Early voting has already begun but the main polling day is on Sunday, November 24.

The referendum is being pushed through by president Alyaksandr Lukashenka as legally binding against the protests of parliament and electoral authorities.

Lukashenka wants citizens to approve a new constitution that would extend his term of office and vastly expand his presidential powers, giving him authority also to appoint key positions in other branches of government.

"This is not a democratic structure that is being proposed. This is a structure that would give control of all three branches of government to one person or one small group of people around that person," said Segal.

Belarusians are being asked to create a new system of government that effectively concentrates almost all power in the hands of the president, he says.

"If the people vote to eliminate the independence of the parliament and the constitutional court...I fear that may be the last vote they will ever cast," Segal said. He added that if their leader turns out to be unsatisfactory, the proposed constitutional changes could deprive voters of the opportunity to elect someone else later.

But he stressed that the United States is not trying to tell Belarusians what to do. The chief U.S. concern is over the referendum process.

Segal says voters have to decide extremely complex constitutional issues presented in a set of confusing and contradictory questions.
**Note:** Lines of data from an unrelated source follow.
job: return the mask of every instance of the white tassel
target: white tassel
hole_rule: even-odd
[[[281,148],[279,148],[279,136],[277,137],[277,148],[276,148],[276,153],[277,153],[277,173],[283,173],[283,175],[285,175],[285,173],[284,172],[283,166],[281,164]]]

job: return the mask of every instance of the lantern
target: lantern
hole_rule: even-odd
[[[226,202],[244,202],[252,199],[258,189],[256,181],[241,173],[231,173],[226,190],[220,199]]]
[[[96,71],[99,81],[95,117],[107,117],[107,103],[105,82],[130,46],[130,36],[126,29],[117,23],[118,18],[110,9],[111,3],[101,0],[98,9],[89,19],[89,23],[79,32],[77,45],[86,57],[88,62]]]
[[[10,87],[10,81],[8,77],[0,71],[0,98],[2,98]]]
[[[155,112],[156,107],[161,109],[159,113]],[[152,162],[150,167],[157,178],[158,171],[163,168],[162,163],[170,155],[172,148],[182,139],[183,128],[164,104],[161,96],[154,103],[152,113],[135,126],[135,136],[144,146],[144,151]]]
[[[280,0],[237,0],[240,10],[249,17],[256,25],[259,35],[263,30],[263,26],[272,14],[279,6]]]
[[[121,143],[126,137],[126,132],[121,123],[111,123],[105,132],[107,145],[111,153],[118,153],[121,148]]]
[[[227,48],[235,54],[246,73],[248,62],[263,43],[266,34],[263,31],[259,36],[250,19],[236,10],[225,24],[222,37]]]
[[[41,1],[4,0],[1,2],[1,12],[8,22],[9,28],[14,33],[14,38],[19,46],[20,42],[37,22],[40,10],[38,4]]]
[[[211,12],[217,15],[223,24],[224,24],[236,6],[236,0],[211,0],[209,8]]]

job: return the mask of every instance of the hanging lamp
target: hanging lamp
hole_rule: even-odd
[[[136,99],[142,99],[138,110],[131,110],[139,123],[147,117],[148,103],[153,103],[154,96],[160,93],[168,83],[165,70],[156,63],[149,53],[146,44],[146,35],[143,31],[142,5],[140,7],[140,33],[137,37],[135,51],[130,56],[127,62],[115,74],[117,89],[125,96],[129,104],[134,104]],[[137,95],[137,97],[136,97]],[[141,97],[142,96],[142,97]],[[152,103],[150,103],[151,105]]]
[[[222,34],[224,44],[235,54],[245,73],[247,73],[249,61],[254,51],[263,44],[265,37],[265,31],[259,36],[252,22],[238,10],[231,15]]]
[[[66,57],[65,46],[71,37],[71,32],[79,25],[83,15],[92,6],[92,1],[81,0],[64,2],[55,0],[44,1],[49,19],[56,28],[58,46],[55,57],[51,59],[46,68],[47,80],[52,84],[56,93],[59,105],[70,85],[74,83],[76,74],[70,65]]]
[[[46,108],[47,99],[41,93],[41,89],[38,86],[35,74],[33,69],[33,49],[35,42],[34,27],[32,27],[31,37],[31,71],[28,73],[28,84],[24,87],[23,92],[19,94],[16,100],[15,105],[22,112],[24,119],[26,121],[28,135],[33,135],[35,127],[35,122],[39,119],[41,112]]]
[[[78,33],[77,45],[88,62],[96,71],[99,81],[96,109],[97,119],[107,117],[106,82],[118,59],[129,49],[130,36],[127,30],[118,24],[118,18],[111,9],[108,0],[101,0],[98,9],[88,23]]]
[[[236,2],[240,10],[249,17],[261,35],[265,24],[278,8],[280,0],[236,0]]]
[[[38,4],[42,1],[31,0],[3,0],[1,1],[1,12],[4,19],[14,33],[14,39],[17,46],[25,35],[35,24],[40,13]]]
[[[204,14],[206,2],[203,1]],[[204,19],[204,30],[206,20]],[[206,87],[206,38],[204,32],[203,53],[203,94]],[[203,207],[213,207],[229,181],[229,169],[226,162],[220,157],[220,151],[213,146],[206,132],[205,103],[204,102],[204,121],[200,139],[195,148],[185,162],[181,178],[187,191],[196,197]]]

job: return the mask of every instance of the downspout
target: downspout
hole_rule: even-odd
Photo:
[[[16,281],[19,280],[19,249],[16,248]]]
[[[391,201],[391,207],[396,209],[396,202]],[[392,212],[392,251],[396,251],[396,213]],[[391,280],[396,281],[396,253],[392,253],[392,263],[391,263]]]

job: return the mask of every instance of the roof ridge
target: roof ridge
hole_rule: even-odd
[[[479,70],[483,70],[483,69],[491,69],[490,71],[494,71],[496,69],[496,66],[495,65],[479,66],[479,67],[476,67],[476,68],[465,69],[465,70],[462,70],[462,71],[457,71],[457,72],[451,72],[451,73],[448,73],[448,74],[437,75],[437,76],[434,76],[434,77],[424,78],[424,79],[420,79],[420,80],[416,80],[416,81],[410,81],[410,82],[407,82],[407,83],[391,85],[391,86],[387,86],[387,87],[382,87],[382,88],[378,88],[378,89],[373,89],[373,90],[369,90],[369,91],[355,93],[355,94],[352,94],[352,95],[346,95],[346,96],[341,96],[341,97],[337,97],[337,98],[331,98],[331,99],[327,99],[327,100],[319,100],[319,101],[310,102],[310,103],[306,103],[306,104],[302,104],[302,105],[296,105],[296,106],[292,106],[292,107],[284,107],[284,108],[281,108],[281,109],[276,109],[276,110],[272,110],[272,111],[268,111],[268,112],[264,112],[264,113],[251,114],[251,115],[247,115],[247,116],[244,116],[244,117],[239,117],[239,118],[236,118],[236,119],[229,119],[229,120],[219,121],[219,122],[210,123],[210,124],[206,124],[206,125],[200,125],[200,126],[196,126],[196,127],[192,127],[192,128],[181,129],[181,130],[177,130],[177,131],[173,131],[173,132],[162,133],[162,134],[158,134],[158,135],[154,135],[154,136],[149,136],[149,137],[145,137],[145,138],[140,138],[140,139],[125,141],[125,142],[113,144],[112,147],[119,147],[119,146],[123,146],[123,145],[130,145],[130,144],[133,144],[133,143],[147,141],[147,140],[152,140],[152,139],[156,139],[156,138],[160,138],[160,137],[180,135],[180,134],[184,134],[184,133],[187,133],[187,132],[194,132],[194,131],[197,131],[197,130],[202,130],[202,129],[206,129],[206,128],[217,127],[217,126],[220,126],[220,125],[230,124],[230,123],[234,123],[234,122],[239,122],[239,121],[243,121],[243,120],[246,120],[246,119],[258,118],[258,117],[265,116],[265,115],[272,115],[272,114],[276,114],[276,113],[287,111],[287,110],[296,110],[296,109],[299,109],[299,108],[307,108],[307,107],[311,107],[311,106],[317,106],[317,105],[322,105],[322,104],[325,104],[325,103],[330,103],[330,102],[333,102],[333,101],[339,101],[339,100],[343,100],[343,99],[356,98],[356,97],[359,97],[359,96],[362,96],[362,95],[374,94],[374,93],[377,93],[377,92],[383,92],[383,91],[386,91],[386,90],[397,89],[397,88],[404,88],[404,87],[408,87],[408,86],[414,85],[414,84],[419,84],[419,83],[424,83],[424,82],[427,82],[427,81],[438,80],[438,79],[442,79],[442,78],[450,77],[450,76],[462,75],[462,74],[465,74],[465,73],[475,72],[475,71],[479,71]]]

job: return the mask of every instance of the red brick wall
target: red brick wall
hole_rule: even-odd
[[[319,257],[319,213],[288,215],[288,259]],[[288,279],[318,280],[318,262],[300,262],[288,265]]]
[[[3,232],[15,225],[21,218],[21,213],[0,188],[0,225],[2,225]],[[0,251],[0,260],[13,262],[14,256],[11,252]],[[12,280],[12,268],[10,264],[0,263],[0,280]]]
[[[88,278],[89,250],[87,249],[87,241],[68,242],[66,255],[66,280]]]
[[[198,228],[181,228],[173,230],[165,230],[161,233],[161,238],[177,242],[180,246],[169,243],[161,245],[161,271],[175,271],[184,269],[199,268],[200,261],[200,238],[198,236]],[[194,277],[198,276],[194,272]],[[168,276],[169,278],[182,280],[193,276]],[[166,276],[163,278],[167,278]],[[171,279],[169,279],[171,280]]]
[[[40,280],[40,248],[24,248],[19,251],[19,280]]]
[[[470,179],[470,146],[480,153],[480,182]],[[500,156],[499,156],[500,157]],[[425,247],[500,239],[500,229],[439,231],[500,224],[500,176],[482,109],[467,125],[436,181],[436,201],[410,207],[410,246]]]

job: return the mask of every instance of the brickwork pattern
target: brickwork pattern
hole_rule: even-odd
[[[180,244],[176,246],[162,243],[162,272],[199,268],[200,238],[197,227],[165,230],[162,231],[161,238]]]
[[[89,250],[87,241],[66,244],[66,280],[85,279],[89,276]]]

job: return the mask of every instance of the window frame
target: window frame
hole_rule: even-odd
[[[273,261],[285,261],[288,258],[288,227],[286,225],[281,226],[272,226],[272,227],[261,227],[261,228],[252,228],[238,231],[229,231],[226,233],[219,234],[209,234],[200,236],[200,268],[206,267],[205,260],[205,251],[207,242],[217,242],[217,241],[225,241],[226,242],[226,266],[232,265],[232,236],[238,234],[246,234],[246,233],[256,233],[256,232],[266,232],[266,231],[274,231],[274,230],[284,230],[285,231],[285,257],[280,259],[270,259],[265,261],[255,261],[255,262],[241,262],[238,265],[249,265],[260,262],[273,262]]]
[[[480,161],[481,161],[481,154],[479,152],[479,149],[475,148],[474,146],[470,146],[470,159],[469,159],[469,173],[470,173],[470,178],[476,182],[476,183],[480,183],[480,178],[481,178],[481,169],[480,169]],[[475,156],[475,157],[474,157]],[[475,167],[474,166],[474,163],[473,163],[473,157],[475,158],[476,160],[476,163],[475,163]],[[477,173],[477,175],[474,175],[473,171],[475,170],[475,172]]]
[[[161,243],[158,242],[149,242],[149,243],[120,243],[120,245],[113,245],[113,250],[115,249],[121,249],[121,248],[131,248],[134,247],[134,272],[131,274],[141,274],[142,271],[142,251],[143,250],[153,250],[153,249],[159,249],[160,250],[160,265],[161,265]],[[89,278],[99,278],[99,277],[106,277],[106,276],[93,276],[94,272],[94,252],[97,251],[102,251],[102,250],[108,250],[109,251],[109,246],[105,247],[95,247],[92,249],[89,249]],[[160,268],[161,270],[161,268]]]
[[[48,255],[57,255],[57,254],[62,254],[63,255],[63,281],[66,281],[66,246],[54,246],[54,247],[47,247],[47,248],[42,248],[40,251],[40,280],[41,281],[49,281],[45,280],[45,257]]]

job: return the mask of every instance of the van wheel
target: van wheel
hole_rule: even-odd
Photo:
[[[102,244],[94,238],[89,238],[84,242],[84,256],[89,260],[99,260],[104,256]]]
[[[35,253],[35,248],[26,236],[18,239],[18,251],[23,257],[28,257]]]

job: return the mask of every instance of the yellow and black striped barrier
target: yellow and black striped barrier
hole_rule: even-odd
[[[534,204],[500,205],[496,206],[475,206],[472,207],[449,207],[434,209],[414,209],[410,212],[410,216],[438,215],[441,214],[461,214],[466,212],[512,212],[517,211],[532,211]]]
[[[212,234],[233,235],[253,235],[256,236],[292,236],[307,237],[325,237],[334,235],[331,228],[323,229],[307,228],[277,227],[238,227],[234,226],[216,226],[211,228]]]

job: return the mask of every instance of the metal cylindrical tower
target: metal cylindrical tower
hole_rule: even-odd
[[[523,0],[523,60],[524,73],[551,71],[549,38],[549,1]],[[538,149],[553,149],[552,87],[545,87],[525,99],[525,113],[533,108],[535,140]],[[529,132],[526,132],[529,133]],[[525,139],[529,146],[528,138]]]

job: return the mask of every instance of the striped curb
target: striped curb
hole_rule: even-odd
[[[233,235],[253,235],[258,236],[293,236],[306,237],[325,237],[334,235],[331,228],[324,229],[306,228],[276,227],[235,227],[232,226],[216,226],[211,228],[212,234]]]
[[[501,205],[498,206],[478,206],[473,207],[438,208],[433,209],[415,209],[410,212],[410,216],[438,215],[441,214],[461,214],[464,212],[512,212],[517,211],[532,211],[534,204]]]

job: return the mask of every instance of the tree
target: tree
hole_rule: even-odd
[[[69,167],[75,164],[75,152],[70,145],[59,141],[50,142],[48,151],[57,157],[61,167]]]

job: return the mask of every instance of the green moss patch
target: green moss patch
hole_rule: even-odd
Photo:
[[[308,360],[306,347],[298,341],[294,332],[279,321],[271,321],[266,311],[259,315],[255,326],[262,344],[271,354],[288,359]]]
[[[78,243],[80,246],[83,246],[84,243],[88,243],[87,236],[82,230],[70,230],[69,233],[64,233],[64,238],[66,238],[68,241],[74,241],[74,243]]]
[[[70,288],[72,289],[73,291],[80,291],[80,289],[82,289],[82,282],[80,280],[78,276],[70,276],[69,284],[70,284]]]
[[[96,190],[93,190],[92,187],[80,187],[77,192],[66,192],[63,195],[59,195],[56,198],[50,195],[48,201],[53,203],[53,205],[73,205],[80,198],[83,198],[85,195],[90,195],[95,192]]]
He said the proposals stated in legalistic terms will appear almost incomprehensible, in large measure because there has been almost no debate or unbiased, objective explanation of the issues in the run-up to the referendum.

In Segal's words: "We view it right now as a very inadequate process. The information is inadequate, the level of the debate and the access to various points of view in the debate is not adequate...and the opportunities people have had to talk through these issues with their local leaders...with international experts is practically zero."

What's more, he says international observers have not been allowed into Belarus so far. The Organization for Security and Cooperation in Europe (OSCE) wanted to send a mission to discuss the referendum last week but was refused.

The Minsk government has said since that it plans to invite international monitors to watch the polling on Nov. 24. But Segal says this is too little too late.

"We are too far along in a process that people do not understand," he said, adding that one day is not enough to cover the country and really observe the voting process.

Segal says Belarus is an OSCE member and should welcome an OSCE assessment. Both as an OSCE member and a country that wants to be part of the new Europe, Belarus has an obligation to conduct its affairs in a manner that is acceptable to other European democracies.

"That is not happening now," Segal said.